SEASONS BIOTECHNOLOGY (TAIZHOU) CO LTD

Main research purpose: According to the relevant provisions of bioequivalence test, BUFFERIN Combination Tab. A81 (specification: each tablet contains 81 mg aspirin, 22 mg heavy magnesium carbonate, 11 mg aluminum glycolate) with Lion Corporation as the licensee was selected as the reference preparation. The test preparation BUFFERIN Combination Tab.
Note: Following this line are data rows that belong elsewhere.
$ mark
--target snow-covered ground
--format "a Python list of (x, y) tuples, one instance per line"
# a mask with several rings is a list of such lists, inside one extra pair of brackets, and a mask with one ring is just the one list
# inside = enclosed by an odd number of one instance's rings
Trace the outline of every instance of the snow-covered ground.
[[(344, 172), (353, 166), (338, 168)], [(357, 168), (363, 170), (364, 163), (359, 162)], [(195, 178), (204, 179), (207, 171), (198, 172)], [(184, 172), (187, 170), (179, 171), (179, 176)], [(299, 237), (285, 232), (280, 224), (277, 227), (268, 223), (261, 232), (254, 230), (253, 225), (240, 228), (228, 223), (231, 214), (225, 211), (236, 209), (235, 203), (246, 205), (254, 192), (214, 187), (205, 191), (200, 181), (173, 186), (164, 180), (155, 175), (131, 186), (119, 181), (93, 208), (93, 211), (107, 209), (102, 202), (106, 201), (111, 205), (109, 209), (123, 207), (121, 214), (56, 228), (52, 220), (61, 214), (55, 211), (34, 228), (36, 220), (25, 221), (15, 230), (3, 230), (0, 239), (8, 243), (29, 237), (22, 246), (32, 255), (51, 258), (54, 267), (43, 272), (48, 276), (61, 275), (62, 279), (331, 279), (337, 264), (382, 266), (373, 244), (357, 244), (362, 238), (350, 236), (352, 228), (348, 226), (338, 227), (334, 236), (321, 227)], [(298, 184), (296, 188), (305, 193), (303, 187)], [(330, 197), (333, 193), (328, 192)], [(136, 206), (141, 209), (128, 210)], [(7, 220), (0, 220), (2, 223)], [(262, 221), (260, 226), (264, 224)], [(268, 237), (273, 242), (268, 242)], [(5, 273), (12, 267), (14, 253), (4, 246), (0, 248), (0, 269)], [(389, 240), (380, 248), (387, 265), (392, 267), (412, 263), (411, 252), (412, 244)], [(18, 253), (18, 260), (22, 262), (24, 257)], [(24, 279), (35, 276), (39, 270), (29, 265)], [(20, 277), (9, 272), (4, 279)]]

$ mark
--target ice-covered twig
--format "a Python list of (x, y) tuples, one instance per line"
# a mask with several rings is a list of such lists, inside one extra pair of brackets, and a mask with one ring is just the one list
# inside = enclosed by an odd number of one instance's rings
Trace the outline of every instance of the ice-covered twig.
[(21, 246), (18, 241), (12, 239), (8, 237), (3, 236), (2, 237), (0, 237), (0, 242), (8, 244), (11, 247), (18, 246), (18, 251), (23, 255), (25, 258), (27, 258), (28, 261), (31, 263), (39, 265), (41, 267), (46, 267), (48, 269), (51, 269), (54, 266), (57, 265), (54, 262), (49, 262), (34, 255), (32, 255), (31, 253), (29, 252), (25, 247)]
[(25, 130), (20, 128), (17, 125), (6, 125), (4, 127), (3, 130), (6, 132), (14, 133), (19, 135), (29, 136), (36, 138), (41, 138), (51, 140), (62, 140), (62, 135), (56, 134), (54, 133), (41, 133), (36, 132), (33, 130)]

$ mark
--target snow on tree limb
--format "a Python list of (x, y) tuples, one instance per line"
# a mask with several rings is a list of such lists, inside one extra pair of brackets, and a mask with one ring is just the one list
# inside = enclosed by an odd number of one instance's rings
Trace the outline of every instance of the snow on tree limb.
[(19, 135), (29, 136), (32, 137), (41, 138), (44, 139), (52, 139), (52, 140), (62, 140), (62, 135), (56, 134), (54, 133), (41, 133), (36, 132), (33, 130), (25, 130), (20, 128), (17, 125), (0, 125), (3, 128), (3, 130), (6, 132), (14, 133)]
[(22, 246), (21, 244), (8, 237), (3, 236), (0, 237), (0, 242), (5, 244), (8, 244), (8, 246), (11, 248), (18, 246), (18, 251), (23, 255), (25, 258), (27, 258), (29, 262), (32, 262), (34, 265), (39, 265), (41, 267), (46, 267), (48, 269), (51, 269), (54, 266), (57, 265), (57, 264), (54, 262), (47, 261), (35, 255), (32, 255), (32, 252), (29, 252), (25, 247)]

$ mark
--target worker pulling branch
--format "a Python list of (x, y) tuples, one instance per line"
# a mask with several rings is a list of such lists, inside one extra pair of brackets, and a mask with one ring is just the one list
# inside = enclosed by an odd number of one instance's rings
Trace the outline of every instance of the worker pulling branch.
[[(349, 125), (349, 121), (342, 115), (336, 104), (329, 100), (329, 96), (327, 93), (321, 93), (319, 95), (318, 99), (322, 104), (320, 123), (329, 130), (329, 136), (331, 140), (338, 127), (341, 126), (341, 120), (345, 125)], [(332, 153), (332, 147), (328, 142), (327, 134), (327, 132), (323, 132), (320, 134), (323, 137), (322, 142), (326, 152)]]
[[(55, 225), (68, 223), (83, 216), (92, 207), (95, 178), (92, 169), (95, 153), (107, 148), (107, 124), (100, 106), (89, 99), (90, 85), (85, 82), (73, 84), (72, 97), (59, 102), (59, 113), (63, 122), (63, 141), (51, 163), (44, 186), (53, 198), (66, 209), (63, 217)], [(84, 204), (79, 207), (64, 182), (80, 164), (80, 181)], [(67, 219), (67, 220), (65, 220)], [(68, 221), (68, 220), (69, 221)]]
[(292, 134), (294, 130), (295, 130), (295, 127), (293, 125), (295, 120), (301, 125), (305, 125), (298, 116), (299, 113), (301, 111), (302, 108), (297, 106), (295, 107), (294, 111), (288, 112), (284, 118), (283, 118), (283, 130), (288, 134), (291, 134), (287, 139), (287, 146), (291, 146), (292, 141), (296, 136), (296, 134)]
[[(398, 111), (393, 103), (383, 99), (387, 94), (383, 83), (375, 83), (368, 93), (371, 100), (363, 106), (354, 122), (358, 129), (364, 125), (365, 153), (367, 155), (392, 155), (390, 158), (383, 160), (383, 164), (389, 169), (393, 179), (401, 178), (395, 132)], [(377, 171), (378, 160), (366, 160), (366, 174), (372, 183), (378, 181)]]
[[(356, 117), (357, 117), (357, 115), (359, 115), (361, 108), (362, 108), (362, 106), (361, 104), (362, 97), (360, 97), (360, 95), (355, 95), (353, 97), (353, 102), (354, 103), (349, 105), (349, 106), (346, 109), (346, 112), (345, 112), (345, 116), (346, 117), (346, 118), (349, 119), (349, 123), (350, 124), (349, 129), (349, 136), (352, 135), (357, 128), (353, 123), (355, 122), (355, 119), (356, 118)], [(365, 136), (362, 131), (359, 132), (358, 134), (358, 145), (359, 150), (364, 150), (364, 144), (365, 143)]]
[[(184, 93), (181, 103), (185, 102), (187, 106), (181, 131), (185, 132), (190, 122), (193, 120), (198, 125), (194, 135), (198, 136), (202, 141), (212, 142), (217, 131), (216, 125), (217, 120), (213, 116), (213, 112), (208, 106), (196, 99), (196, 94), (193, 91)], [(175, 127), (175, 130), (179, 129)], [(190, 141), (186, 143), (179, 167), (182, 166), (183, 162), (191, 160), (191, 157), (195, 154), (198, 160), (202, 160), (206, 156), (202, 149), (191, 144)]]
A81 (specification: each tablet contains 81 mg aspirin, 22 mg heavy magnesium carbonate, 11 mg aluminum glycolate) with Puji Biotechnology (Taizhou) Co., Ltd. as the licensee and Lepu Pharmaceutical Technology Co., Ltd. as the production agent was conducted on the fasting and fed human bioequivalence test. The absorption rate and degree of the drug in the test preparation were compared with the reference preparation to see if they were within the acceptable range, and the bioequivalence of the two preparations under fasting and fed conditions was evaluated. Secondary study objective: To observe the safety of oral administration of the test preparation aluminum magnesium aspirin tablets (II) (specification: each tablet contains 81 mg aspirin, 22 mg heavy magnesium carbonate, 11 mg aluminum glycolate) and the reference preparation aluminum magnesium aspirin tablets (II) (trade name: BUFFERIN Combination Tab. A81, specification: each tablet contains 81 mg aspirin, 22 mg heavy magnesium carbonate, 11 mg aluminum glycolate) to healthy subjects.